Environment Waikato has announced it is undertaking a limited review of the way the Waihou Valley Scheme and the Piako River Scheme are funded.

Rates paid under the two flood protection schemes fund essential works that protect people, property and the environment in the Waihou and Piako catchments. The total area of land protected by the two schemes is approximately 50,000 hectares and includes the townships of Te Aroha, Paeroa, Ngatea and Thames. If it wasn’t for the schemes, large areas of land could not be farmed successfully.

The annual cost of maintaining the Waihou and Piako schemes is about $4.5 million and $2.5 million respectively, or about $7 million all up.

The Waihou scheme construction commenced in 1971 was completed in 1996 and the current rating system was adopted in 1982. The scheme is unique in that it was the first scheme in New Zealand that included the whole of the catchment and is also the largest scheme in the country. Works include upper catchment land retirement, soil conservation works on properties to reduce erosion, river and stream works to reduce erosion and flooding, and flood protection works that stretch from Te Aroha to the sea.

The scheme includes 3000 ha of land retirement, 130 properties with soil conservation works, 370km of rivers and streams, 177 kilometres of stopbanks, 75 floodgates and 20 pumpstations. The current book value of its total assets is some $64 million. The scheme was mostly funded by Government subsidies and by a rate based on land value, with different rates for rural and urban property owners.

The Piako River scheme was constructed between 1962 and 1979 and focused on providing efficient drainage throughout the catchment, managing runoff from the upper catchment while providing flood protection for farmland between Paeroa-Tahuna Road and the sea. The scheme includes the management of approximately 200 km of rivers and streams, about 166 kilometres of stopbanks, 59 floodgates and 32 pump stations. The book value of flood protection assets is about $23 million. A new funding system for the scheme was adopted in 1999 and rates are based on land area. Those paying include people who benefit from the flood protection, and those who contribute to the need for the flood protection works.

In 2002, the council said it would look at the Piako scheme funding system after five years but, as it went through extensive legal review in the High Court and Court of Appeal, a full review of the system is not considered appropriate for some time. But Environment Waikato has widened the limited Piako review to include some elements of the Waihou funding system, partly because the works maintained by the two systems provide overlapping benefits and the existing funding systems also overlap in parts.

“We want the rating systems to be more consistent, particularly in the way they charge those who gain indirect benefits from the schemes, such as small businesses who benefit indirectly from protection of the local agricultural economy,” said the council’s river and catchment services operations manager Guy Russell.

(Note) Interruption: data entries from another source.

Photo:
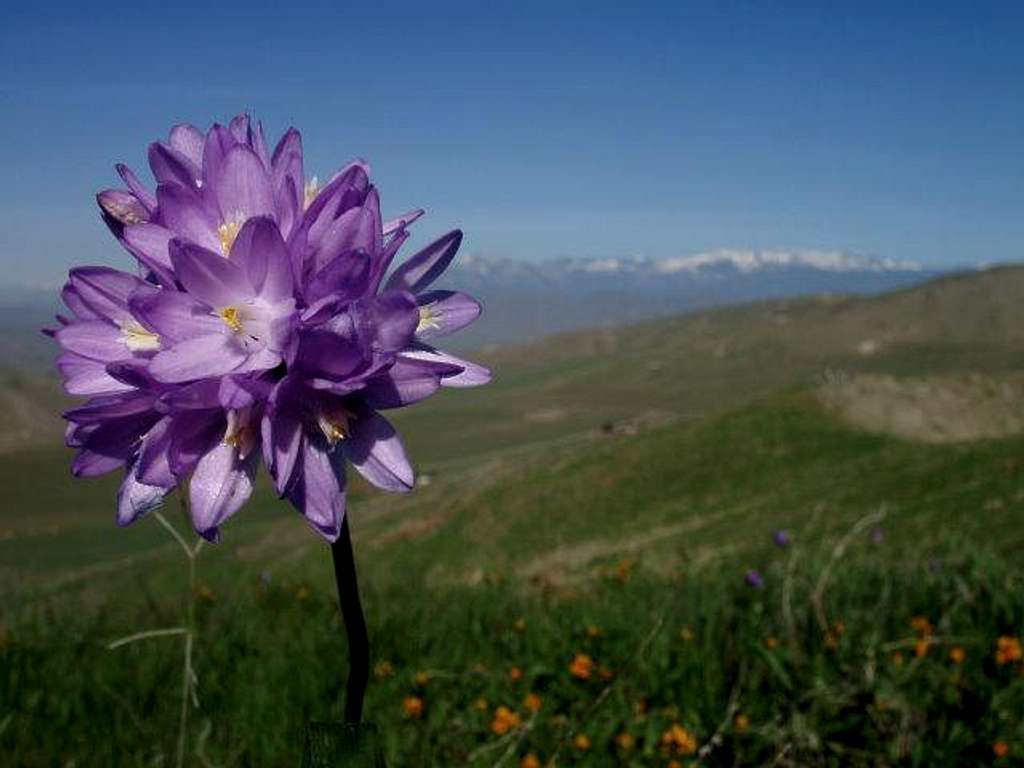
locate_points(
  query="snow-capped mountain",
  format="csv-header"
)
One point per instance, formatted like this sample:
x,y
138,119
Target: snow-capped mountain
x,y
530,299
524,299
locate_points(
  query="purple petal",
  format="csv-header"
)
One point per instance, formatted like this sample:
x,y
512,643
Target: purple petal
x,y
105,410
182,212
443,312
200,395
243,187
318,492
73,300
425,266
135,498
154,466
402,384
123,207
208,276
219,485
148,244
390,318
171,166
173,314
92,464
96,340
197,358
347,189
401,221
194,434
356,229
218,142
282,430
188,140
472,375
346,278
83,376
143,195
261,252
105,291
287,174
323,352
376,452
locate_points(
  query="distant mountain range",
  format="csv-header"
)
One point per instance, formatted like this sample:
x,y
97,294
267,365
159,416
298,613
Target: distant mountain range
x,y
526,300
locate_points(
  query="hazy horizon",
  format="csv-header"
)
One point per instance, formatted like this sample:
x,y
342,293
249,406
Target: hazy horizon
x,y
664,131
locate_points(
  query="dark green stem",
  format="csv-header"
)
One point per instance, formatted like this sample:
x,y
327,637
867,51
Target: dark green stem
x,y
355,624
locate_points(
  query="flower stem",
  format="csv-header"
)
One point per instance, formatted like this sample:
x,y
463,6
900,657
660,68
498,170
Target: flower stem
x,y
355,624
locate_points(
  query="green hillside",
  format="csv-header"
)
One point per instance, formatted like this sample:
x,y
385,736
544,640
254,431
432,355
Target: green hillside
x,y
605,496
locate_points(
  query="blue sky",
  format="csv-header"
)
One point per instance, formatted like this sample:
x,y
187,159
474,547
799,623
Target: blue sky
x,y
547,129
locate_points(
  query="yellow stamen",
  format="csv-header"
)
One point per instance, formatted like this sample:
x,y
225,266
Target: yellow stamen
x,y
240,433
227,231
138,339
231,317
122,213
335,424
310,192
429,318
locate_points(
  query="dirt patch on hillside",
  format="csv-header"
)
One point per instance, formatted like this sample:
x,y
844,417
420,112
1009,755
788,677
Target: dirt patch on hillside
x,y
942,409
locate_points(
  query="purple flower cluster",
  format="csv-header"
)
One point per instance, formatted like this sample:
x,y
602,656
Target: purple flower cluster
x,y
262,323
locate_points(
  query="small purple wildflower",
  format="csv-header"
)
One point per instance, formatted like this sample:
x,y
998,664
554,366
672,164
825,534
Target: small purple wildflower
x,y
262,326
755,580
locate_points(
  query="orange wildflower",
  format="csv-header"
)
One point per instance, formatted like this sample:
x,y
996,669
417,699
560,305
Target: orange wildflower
x,y
582,667
625,740
678,740
532,702
1008,649
921,647
413,707
505,720
922,626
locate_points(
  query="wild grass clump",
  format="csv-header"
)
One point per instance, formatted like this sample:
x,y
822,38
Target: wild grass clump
x,y
838,657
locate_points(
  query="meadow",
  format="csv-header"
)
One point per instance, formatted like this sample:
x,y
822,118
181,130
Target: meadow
x,y
590,572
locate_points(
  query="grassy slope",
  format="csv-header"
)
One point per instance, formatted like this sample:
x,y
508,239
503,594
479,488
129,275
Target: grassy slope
x,y
527,489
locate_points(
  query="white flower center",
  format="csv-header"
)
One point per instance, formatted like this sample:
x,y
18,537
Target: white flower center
x,y
227,231
241,432
335,424
138,339
429,318
310,192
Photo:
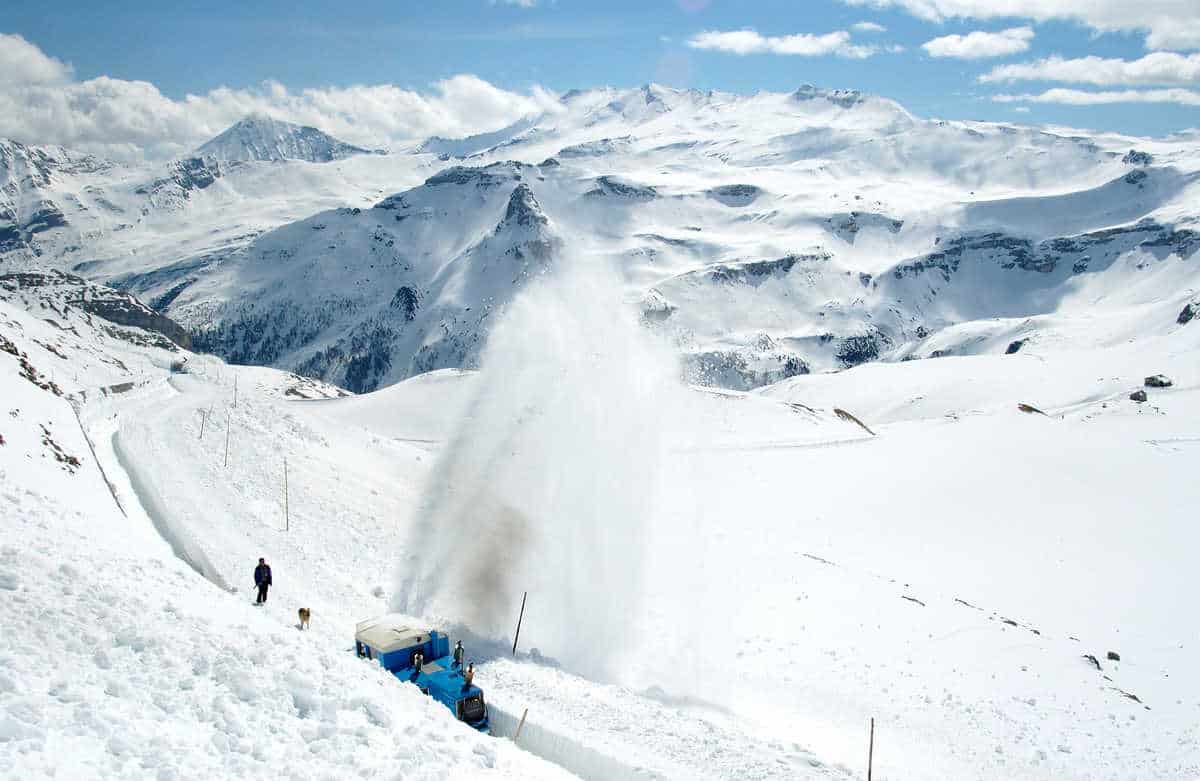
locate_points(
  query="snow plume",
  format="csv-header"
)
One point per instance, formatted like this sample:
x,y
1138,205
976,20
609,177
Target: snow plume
x,y
552,479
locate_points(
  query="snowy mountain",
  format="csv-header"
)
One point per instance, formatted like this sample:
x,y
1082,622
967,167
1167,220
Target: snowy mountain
x,y
262,138
1019,608
766,235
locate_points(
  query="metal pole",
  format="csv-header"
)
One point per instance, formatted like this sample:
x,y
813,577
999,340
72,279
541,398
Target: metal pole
x,y
520,618
870,752
520,725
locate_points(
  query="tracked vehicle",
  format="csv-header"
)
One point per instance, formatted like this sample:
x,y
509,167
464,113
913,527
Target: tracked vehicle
x,y
424,659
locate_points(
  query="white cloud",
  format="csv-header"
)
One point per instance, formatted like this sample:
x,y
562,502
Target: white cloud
x,y
130,120
803,43
1158,67
22,62
1168,24
1081,97
979,44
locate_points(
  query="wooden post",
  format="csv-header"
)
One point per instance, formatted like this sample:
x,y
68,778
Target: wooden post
x,y
520,725
287,517
520,618
870,752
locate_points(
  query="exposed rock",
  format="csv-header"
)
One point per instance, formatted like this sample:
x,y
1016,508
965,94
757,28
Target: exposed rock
x,y
407,300
755,271
599,146
523,209
1135,178
480,176
612,186
847,226
844,98
184,176
655,307
853,350
735,194
262,138
755,365
843,414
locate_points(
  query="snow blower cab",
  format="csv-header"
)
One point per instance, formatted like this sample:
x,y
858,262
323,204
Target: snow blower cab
x,y
424,659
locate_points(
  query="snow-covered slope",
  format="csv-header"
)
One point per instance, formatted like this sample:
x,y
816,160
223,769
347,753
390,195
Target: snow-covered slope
x,y
124,650
263,138
769,235
785,574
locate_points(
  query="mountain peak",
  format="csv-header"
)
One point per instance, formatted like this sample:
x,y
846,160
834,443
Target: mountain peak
x,y
264,138
523,209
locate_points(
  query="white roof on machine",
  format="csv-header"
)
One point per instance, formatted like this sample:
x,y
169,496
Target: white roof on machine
x,y
388,634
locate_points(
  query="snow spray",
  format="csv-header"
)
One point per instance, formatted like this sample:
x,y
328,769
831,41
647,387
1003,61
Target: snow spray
x,y
552,476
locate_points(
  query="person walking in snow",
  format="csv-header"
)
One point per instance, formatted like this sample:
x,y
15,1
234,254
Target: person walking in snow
x,y
262,580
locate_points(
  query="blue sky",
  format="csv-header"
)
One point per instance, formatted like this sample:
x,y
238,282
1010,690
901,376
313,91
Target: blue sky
x,y
192,48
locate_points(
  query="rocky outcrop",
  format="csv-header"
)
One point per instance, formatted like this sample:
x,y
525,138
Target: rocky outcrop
x,y
599,146
755,271
735,194
115,306
523,210
406,301
1044,257
262,138
183,178
615,187
761,362
847,226
853,350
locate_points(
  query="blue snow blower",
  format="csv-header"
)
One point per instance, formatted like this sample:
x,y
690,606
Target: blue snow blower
x,y
424,658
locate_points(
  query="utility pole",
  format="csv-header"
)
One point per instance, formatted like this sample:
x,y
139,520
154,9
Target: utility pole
x,y
520,725
520,618
287,517
870,752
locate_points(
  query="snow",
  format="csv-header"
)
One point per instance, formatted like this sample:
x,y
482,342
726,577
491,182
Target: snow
x,y
720,583
119,660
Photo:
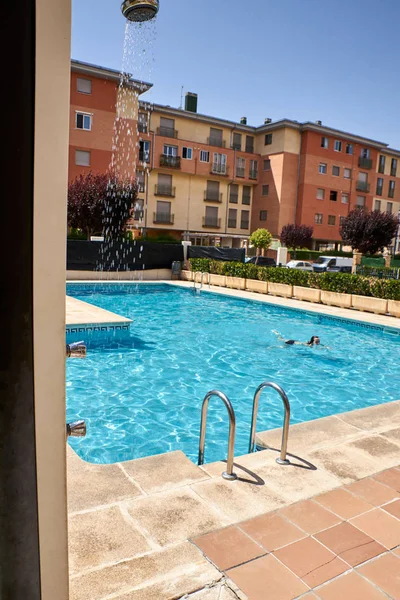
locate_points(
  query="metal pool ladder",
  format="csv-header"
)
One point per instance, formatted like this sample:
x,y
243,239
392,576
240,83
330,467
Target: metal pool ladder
x,y
282,460
228,474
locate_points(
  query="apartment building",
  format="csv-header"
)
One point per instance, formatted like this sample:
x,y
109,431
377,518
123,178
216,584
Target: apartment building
x,y
213,181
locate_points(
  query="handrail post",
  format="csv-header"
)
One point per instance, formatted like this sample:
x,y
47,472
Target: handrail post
x,y
228,474
282,460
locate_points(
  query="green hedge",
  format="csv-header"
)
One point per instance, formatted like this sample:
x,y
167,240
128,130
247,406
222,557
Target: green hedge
x,y
344,283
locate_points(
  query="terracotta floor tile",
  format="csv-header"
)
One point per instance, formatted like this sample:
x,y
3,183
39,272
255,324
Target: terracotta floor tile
x,y
393,508
380,525
391,477
350,587
271,531
372,491
343,537
343,503
312,562
309,516
266,573
228,547
385,573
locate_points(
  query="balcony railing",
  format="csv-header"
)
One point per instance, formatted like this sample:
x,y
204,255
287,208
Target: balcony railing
x,y
164,218
218,169
212,222
172,162
211,141
365,163
211,196
167,132
362,186
165,190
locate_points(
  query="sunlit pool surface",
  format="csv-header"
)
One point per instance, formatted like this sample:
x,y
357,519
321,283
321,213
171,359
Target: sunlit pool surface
x,y
144,397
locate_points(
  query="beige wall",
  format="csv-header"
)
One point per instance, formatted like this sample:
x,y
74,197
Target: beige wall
x,y
51,169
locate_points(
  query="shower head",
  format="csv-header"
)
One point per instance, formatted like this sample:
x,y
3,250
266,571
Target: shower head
x,y
140,10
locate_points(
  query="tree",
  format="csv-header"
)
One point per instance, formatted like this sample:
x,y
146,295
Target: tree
x,y
368,232
296,236
100,203
261,239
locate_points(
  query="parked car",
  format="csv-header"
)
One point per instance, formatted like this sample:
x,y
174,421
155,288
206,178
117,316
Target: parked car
x,y
324,263
302,265
262,261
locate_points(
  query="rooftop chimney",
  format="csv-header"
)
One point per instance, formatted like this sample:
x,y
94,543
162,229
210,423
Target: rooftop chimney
x,y
191,102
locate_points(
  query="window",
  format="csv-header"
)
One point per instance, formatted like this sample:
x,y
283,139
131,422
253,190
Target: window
x,y
204,156
187,153
84,121
245,219
240,166
237,141
82,158
233,193
246,194
84,86
265,190
232,218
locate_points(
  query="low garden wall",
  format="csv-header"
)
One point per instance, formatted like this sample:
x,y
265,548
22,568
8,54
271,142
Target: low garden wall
x,y
370,294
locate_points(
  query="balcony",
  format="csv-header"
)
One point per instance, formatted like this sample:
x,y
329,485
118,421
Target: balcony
x,y
171,162
365,163
219,169
362,186
163,218
212,222
165,190
210,196
216,142
167,132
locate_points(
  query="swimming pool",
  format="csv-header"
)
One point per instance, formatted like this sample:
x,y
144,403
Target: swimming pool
x,y
144,397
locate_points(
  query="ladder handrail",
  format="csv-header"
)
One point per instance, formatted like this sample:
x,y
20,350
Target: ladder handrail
x,y
286,422
228,474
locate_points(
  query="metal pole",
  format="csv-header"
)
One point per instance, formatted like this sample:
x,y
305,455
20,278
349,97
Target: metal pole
x,y
282,460
228,474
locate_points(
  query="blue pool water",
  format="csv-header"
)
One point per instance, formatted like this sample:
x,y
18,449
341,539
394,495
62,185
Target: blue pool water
x,y
144,397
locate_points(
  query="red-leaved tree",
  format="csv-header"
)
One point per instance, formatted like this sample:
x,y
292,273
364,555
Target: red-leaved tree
x,y
368,232
101,203
296,236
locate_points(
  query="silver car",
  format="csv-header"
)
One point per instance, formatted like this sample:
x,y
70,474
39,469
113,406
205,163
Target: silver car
x,y
302,265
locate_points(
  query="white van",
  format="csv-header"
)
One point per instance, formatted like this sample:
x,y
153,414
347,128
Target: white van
x,y
334,263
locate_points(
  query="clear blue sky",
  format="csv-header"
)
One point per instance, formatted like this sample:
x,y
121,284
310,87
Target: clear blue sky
x,y
330,60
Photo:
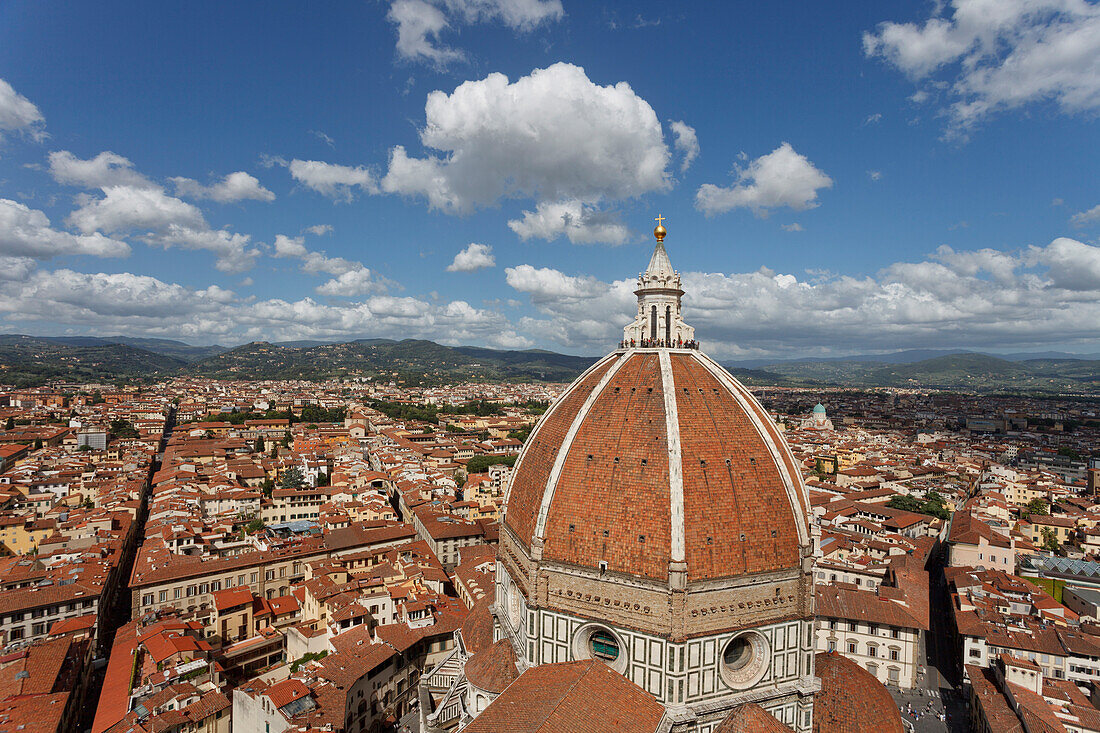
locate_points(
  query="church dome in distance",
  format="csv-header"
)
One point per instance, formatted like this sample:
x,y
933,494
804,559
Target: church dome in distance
x,y
657,462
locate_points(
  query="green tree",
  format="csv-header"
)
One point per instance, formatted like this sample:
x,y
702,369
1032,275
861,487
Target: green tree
x,y
292,479
1037,506
481,463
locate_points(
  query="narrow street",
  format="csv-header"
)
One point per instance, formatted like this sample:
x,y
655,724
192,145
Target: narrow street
x,y
118,613
938,691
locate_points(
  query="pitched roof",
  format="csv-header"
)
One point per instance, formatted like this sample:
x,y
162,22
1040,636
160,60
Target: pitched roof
x,y
571,697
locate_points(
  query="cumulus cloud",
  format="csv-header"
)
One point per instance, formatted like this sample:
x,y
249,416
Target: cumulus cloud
x,y
350,277
1043,295
992,56
1086,218
475,256
780,178
337,182
133,204
551,135
106,170
420,23
360,281
25,232
581,222
237,186
686,143
106,303
18,113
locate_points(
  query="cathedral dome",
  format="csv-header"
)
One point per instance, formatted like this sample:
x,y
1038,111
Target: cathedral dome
x,y
658,461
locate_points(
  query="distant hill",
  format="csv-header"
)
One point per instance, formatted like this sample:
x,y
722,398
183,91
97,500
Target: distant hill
x,y
957,371
410,361
166,347
28,360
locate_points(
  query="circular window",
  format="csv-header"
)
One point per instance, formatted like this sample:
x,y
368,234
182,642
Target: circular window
x,y
515,606
745,660
595,642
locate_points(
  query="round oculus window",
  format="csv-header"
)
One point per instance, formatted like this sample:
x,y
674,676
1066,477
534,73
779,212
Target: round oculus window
x,y
745,660
596,642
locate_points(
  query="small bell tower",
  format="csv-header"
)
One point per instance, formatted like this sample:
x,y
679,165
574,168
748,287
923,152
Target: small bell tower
x,y
659,321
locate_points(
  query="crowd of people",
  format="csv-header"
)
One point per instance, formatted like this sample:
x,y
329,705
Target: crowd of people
x,y
658,343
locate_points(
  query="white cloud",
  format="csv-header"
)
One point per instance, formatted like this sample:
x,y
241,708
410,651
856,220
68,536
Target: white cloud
x,y
550,135
1000,55
237,186
353,283
132,204
350,277
1071,265
125,208
102,303
1085,218
686,142
580,222
106,170
337,182
290,247
420,23
985,298
25,232
18,113
546,284
780,178
475,256
17,269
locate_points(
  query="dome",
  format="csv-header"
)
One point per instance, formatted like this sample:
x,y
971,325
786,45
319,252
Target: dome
x,y
851,699
657,460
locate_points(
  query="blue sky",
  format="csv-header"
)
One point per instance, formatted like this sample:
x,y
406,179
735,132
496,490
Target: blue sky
x,y
837,177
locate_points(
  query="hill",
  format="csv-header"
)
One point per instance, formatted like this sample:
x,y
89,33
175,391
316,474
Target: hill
x,y
966,371
28,360
166,347
410,361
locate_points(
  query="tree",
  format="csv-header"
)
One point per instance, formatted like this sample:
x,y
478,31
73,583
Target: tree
x,y
481,463
122,428
1037,506
292,479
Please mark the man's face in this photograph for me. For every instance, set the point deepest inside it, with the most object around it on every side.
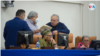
(54, 21)
(34, 18)
(49, 36)
(23, 16)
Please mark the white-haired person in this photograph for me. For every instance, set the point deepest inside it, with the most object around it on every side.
(32, 20)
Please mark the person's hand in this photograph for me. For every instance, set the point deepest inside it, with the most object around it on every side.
(52, 41)
(37, 31)
(54, 32)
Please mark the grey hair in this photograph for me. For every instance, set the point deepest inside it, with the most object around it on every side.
(32, 14)
(56, 15)
(84, 37)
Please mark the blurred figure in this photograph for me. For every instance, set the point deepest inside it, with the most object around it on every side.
(57, 26)
(47, 39)
(85, 42)
(13, 26)
(32, 22)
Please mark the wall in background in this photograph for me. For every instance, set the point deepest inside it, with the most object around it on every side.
(69, 13)
(91, 19)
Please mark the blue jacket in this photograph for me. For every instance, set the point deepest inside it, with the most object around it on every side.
(60, 28)
(11, 28)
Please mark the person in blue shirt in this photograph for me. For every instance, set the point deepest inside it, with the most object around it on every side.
(13, 26)
(57, 26)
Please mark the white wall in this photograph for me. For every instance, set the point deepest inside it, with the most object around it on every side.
(91, 19)
(69, 13)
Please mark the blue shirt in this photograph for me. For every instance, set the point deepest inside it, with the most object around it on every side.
(60, 27)
(11, 28)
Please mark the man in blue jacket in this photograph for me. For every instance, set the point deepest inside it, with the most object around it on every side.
(13, 26)
(57, 26)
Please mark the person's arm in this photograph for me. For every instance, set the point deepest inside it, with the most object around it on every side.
(64, 30)
(5, 32)
(26, 27)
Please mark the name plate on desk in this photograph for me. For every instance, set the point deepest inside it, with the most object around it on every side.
(82, 48)
(47, 47)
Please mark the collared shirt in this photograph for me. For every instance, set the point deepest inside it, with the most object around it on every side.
(11, 28)
(44, 44)
(32, 26)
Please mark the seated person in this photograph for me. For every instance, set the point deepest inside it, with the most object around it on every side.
(32, 22)
(57, 26)
(47, 39)
(85, 42)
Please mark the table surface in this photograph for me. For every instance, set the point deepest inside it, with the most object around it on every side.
(31, 52)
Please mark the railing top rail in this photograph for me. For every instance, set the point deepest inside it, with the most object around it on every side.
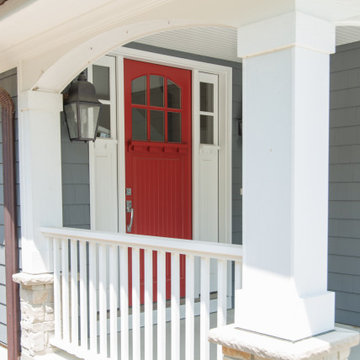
(198, 248)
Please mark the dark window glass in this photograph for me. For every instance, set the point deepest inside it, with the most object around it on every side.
(104, 121)
(138, 91)
(139, 124)
(174, 127)
(174, 95)
(156, 125)
(206, 129)
(156, 90)
(101, 80)
(206, 97)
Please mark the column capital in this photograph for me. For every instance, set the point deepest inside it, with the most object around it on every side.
(284, 31)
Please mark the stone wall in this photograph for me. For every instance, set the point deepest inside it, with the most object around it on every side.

“We have an open mind about the way ahead, and plan to consult with key stakeholders and ratepayers about ideas they have for improving the funding systems. Any changes are due to be adopted through the Long-Term Council Community Plan process in 2009. We encourage groups and individuals in the affected communities to have their say on whether they think there are better ways of funding this crucial flood protection work.”

However, Mr Russell stressed the review is not the forerunner to a complete overhaul. “We will not, for example, reassess the schemes in their entirety or seek to amalgamate them. Rather the review is designed to identify where improvements to the existing systems can be made.”